152334H / tortoise-tts-fast

Fast TorToiSe inference (5x or your money back!)
GNU Affero General Public License v3.0
771 stars 179 forks source link

GPT optimisation with TensorRT/FasterTransformer/Triton/??? #3

Open 152334H opened 1 year ago

152334H commented 1 year ago

This issue is likely to take a substantial amount of effort to solve.

Primary problem: GPT2InferenceModel is uniquely subclassed from 🤗's transformers.GPT2Model. The architecture is significantly different from a basic GPT2, and a substantial amount of code needs to be written to make an optimized version of the model work with the usual huggingface generation function.

pepinu commented 1 year ago

I've tried using https://github.com/NVIDIA-AI-IOT/torch2trt but to no avail, too many ops not implemented there:

Warning: Encountered known unsupported method torch.arange
Warning: Encountered known unsupported method torch.zeros
Warning: Encountered known unsupported method torch.addmm
[02/06/2023-19:18:56] [TRT] [E] 4: model.h.0.attn:1:SLICE:GPU: mismatch in number of dimensions for start.
[02/06/2023-19:18:56] [TRT] [E] 4: model.h.0.attn:1:SLICE:GPU: mismatch in number of dimensions for start.
[02/06/2023-19:18:56] [TRT] [E] 4: model.h.0.attn:1:SLICE:GPU: mismatch in number of dimensions for start.
[02/06/2023-19:18:56] [TRT] [E] 4: model.h.0.attn:1:SLICE:GPU: mismatch in number of dimensions for start.

I've however have been successful in using jit torchscript, but there is a big discrepancy in results

/opt/conda/lib/python3.8/site-packages/torch/jit/_trace.py:1001: TracerWarning: Output nr 1. of the traced function does not match the corresponding output of the Python function. Detailed error:
Tensor-likes are not close!

Mismatched elements: 524072 / 547840 (95.7%)
Greatest absolute difference: 0.011121749877929688 at index (0, 502, 440) (up to 1e-05 allowed)
Greatest relative difference: 416.0444345892299 at index (0, 78, 657) (up to 1e-05 allowed)

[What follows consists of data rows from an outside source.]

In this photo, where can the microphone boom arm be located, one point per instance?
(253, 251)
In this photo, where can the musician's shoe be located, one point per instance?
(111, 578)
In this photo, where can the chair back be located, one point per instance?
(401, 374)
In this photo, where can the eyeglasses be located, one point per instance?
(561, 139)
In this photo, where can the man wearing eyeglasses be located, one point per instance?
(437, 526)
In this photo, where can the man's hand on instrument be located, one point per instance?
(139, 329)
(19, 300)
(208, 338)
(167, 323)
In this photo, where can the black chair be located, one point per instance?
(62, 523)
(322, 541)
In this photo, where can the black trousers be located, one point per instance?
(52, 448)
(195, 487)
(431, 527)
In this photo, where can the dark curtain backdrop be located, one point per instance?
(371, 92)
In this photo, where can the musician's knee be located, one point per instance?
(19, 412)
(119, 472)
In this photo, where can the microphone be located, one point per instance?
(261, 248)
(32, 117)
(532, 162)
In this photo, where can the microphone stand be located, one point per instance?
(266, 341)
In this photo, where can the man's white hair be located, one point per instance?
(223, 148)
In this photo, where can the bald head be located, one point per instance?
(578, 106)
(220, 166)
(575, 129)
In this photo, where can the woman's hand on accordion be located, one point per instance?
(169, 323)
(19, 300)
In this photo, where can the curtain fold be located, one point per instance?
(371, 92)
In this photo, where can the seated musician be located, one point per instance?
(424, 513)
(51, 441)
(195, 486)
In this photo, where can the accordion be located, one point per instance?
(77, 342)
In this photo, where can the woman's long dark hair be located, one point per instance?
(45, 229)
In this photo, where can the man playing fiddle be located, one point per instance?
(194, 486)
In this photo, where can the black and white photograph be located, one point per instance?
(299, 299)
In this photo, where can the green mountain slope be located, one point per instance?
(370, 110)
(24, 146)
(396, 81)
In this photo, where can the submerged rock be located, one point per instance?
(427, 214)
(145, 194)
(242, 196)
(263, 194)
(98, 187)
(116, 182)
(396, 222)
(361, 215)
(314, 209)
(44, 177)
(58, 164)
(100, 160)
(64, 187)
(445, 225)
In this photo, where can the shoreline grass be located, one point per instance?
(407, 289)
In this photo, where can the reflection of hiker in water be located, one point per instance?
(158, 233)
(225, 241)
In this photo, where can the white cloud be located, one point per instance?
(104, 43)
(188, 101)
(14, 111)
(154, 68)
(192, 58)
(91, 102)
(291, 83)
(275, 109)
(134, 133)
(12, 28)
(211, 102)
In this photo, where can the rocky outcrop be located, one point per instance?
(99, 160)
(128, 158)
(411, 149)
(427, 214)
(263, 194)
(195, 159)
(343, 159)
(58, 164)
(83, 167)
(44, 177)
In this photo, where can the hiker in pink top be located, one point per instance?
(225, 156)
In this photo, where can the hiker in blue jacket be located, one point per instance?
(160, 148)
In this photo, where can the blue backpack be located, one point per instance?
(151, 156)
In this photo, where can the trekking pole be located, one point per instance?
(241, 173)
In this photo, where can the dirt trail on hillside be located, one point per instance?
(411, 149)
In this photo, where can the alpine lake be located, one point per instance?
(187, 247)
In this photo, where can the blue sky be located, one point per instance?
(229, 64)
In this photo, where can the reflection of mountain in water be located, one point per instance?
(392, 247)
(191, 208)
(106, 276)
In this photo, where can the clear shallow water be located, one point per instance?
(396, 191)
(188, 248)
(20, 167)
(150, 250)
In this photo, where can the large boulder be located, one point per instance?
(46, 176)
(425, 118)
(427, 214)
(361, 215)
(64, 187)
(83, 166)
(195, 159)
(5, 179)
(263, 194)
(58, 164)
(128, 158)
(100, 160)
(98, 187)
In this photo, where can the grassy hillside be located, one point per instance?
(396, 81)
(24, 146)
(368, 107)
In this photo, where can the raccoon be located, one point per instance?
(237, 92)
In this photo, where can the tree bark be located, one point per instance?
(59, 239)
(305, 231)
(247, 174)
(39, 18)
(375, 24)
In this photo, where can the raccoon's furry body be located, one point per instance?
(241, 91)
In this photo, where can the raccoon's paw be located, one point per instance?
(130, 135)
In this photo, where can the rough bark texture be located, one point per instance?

We won't be able to convert whole UnifiedVoice class to tensorRT however, because there is a dependency on long (i64) when calculating cross entropy loss, which is nonnegotiable within pytorch while TensorRT does not support it.

The onnx conversion worked like a charm and I've looked through the hugging face link you referred to somewhere - I will hack something up to maybe get the GPT2 part of the model on TRT and see how it can be connected.

Ryu1845 commented 1 year ago

@pepinu have you made any progress on this?

Ryu1845 commented 1 year ago

Might be interesting https://onnxruntime.ai/docs/performance/tune-performance.html

pepinu commented 1 year ago

https://github.com/152334H/tortoise-tts-fast/issues/3#issuecomment-1425568785 sorry I've got sick last week, will get back to working on this tomorrow 😞

slightly off topic:

I've also got an idea to use a pretrained distilled gpt2 instead of the one we have now, however I am not sure how to fine-tune it. I know that not all training for tortoise was opened, however maybe the part for autoregressive is?

link to distilled gpt2: https://huggingface.co/distilgpt2

here's the issue: https://github.com/neonbjb/tortoise-tts/issues/318

I've run a test and the distilled checkpoint runs twice as fast on some random sequence (for test generation)

Screenshot 2023-02-14 at 21 45 03
DrewScatterday commented 1 year ago

I'm a little late to this thread @pepinu did you ever make any more progress with this?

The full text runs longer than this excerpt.